Inventor(s):Bryan B. Molloy, Klaus K. Schmiegel
Assignee:Eli Lilly and Co
Application Number:US05/723,349
Patent Claim Types:
see list of patent claims
Composition; Compound; Dosage form;
Patent landscape, scope, and claims:

Analysis of the Scope, Claims, and Patent Landscape of U.S. Patent 4,194,009

Introduction

U.S. Patent No. 4,194,009, issued on March 25, 1980, represents a significant milestone in pharmaceutical patent law, especially regarding its scope and influence in drug development. The patent was granted to the United States government and assigned to The Regents of the University of California, covering specific formulations of a benzodiazepine compound. This analysis aims to dissect the patent’s scope, claims, and its position within the broader patent landscape, offering insights for stakeholders in pharmaceutical innovation, patent law, and licensing negotiations.

Background and Context

The patent applications leading to U.S. Patent 4,194,009 were filed during the late 1970s, a period characterized by intense research into benzodiazepines, a class of psychoactive drugs used primarily for anxiety, insomnia, seizures, and muscle relaxation [1]. The patent is associated with the development of a novel derivative or formulation of a benzodiazepine compound, which was considered inventive relative to existing molecules like diazepam.

Understanding the precise scope of the patent involves reviewing its claims, which delineate the boundaries of the intellectual property rights. In this case, the patent covers specific chemical compositions and pharmaceutical formulations.

Scope of the Patent

Chemical Composition and Formulations

The core innovation of U.S. Patent 4,194,009 includes a novel benzodiazepine derivative with specific structural features that confer distinct pharmacological properties. It encompasses formulations that optimize bioavailability, stability, or therapeutic efficacy.

The patent claims likely extend to:

  • Chemical compounds with defined molecular structures.
  • Pharmaceutical compositions incorporating these compounds, often including excipients and carriers.
  • Methods of preparation, including synthetic routes for the derivative.

Intended Use and Therapeutic Application

The patent explicitly covers the use of the compound in treating anxiety, sleep disorders, or seizures, common indications for benzodiazepines. While not always explicitly claimed, such utility provisions are typically included to reinforce the patent’s pharmaceutical relevance.

Scope Limitations

The claims cautiously specify the chemical structure, avoiding overly broad language that could threaten invalidity or invalidate due to obviousness. This precision ensures enforceability while balancing adequate coverage.

Claims Analysis

The patent's claims are the legal heart of the document and determine the scope of exclusivity. For U.S. Patent 4,194,009, the claims can be summarized as follows:

Independent Claims

  • Claim 1: Defines a benzodiazepine derivative characterized by specific structural features, notably the substitution pattern on the benzodiazepine core such as particular side groups or functional groups. It likely includes the compound's chemical formula, emphasizing certain positions on the ring structure.
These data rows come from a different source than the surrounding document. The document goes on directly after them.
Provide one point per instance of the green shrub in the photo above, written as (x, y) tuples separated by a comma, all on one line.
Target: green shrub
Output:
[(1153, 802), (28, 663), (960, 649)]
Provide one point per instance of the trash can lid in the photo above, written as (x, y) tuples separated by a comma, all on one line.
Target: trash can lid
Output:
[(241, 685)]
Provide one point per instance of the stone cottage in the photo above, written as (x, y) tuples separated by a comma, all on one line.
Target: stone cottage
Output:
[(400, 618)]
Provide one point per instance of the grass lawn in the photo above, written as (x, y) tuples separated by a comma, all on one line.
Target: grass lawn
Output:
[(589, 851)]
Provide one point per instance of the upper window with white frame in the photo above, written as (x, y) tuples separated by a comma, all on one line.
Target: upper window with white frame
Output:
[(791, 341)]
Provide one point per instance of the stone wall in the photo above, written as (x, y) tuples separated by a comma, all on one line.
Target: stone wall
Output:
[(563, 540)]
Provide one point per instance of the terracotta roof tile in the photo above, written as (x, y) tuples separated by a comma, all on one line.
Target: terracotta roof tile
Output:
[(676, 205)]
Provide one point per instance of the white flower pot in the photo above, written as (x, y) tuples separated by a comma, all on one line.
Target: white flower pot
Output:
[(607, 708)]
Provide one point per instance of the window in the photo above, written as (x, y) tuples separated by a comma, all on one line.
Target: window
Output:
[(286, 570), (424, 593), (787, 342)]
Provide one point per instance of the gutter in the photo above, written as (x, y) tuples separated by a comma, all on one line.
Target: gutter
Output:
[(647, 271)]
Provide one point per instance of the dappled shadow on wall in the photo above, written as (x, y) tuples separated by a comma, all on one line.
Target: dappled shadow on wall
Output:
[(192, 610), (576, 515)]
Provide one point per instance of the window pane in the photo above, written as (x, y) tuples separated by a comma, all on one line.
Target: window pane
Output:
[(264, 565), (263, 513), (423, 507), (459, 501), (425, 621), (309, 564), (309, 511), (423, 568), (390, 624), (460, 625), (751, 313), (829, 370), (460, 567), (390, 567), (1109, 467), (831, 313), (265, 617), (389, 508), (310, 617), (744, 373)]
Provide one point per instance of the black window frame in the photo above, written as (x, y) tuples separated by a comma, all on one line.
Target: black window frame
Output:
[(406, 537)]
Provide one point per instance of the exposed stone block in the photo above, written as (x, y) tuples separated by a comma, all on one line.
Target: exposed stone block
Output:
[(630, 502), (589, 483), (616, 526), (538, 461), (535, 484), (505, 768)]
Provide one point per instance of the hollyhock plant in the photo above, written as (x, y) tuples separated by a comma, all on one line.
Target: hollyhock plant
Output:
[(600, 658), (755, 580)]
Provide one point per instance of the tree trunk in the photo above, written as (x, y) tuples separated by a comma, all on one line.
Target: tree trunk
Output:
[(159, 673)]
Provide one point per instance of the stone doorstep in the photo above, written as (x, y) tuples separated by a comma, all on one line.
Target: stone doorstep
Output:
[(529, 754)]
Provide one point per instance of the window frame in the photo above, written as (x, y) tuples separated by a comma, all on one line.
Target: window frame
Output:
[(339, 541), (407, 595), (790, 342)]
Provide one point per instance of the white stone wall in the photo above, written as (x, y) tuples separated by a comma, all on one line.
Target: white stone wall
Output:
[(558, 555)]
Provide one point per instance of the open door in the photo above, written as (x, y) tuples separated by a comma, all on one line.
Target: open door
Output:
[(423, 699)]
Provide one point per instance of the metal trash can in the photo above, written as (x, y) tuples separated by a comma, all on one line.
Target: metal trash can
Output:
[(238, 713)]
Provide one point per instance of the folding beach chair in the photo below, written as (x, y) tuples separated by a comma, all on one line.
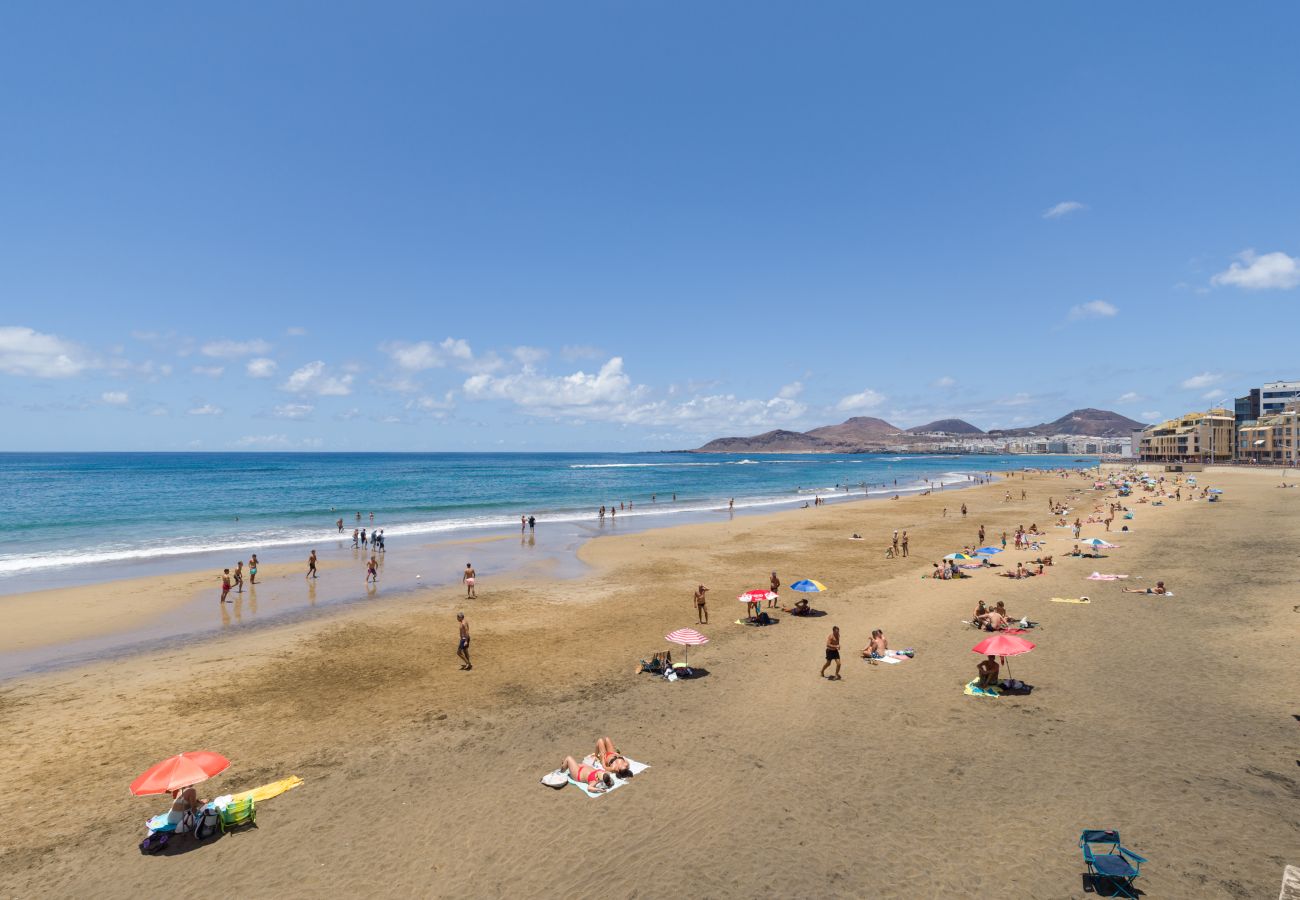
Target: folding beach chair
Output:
[(238, 812), (1114, 862)]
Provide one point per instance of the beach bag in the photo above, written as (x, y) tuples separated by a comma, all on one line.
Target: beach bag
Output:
[(155, 843), (207, 823)]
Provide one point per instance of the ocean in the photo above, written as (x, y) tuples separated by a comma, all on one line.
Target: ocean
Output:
[(77, 515)]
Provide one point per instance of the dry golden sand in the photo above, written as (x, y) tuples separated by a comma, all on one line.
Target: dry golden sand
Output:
[(1168, 718)]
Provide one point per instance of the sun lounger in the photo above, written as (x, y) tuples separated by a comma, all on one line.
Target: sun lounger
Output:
[(1116, 864)]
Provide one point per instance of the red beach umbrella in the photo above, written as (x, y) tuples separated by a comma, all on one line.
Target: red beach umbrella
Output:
[(180, 771), (1002, 645), (688, 637)]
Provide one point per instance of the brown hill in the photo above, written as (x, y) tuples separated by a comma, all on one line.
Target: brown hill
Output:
[(774, 441), (945, 427), (1090, 423), (857, 431)]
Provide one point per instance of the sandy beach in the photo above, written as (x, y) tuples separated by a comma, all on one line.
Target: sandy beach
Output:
[(1169, 718)]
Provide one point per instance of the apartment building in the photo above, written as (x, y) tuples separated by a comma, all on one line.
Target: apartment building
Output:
[(1196, 437), (1273, 438)]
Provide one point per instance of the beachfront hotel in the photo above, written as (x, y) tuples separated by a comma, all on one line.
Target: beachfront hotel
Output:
[(1196, 437), (1273, 438)]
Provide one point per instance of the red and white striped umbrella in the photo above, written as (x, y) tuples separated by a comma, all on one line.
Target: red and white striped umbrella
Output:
[(688, 637)]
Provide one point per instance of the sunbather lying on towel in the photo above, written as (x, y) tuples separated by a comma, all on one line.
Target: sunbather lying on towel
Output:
[(1157, 589)]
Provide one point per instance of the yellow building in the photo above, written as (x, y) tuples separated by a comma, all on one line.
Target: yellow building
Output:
[(1272, 440), (1196, 437)]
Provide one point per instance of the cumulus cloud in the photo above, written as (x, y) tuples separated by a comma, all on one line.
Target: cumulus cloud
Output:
[(312, 379), (1064, 208), (1093, 310), (427, 355), (1261, 272), (293, 410), (261, 367), (235, 349), (30, 353), (866, 399)]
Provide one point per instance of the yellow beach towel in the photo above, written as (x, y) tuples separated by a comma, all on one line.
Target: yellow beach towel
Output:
[(268, 791)]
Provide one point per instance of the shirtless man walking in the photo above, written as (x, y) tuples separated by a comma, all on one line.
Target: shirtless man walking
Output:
[(463, 647), (832, 653)]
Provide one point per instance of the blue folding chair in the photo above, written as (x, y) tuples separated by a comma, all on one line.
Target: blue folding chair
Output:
[(1110, 862)]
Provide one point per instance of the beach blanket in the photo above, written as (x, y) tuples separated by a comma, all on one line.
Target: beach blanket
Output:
[(636, 767), (973, 689), (267, 791)]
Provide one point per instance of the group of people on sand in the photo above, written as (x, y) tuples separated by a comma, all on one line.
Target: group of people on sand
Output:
[(235, 579)]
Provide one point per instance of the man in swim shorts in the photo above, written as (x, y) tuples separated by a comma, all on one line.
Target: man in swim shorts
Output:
[(832, 653)]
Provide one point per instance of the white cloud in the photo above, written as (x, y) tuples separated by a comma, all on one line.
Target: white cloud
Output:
[(427, 355), (1092, 310), (1268, 272), (30, 353), (312, 379), (293, 410), (235, 349), (867, 399), (261, 367), (1064, 208)]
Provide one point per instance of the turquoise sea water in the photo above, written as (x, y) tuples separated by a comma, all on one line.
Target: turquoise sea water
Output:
[(89, 510)]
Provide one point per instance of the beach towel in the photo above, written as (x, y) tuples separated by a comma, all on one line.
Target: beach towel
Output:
[(973, 689), (633, 766), (265, 791)]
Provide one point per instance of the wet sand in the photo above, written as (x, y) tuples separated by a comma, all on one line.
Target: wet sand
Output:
[(1160, 717)]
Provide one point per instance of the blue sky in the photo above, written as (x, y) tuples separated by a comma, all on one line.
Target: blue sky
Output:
[(614, 225)]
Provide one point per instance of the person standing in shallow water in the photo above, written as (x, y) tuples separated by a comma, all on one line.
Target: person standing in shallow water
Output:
[(463, 645)]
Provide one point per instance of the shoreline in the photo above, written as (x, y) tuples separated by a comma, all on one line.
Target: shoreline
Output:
[(371, 710), (148, 613)]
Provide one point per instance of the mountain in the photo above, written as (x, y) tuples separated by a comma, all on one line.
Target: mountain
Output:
[(945, 427), (1088, 423), (775, 441), (858, 429)]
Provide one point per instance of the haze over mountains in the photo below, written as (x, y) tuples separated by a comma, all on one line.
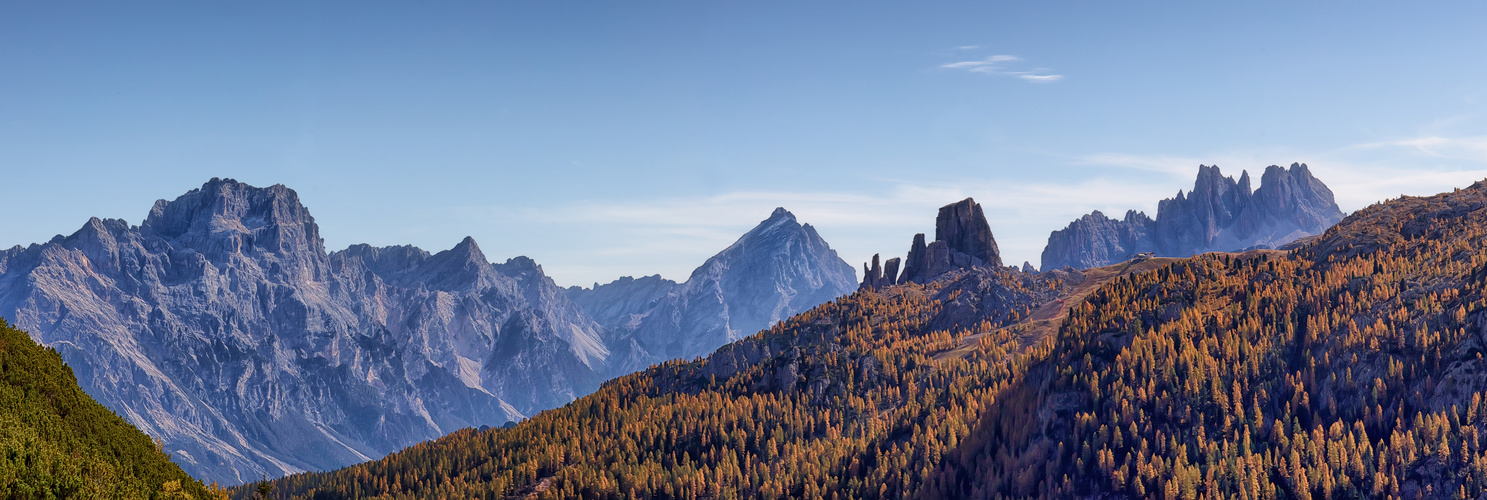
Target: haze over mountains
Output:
[(1218, 215), (769, 274), (1347, 366), (223, 326)]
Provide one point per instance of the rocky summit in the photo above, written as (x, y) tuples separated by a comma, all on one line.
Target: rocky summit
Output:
[(776, 270), (962, 238), (1218, 215), (223, 328)]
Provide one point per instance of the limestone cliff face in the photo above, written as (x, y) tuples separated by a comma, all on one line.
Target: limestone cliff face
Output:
[(776, 270), (1218, 215), (962, 238), (222, 326)]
  • Claim 2: Extends claim 1 to include pharmaceutical compositions containing the compound, combined with pharmaceutically acceptable carriers.

  • Claim 3: Describes a method of synthesizing the specified benzodiazepine derivative, establishing proprietary synthetic routes.

Dependent Claims

Dependent claims specify narrower embodiments, such as:

  • Variations in substituents.
  • Specific formulations or delivery methods.
  • Methods of use for particular therapeutic indications.

Scope and Validity Considerations

The claims are carefully tailored to include the key structural features that distinguish the compound from prior art, combating obviousness challenges. Despite this, the scope remains relatively narrow, focusing on specific derivatives rather than broad classes of benzodiazepines, reflecting strategic patent drafting.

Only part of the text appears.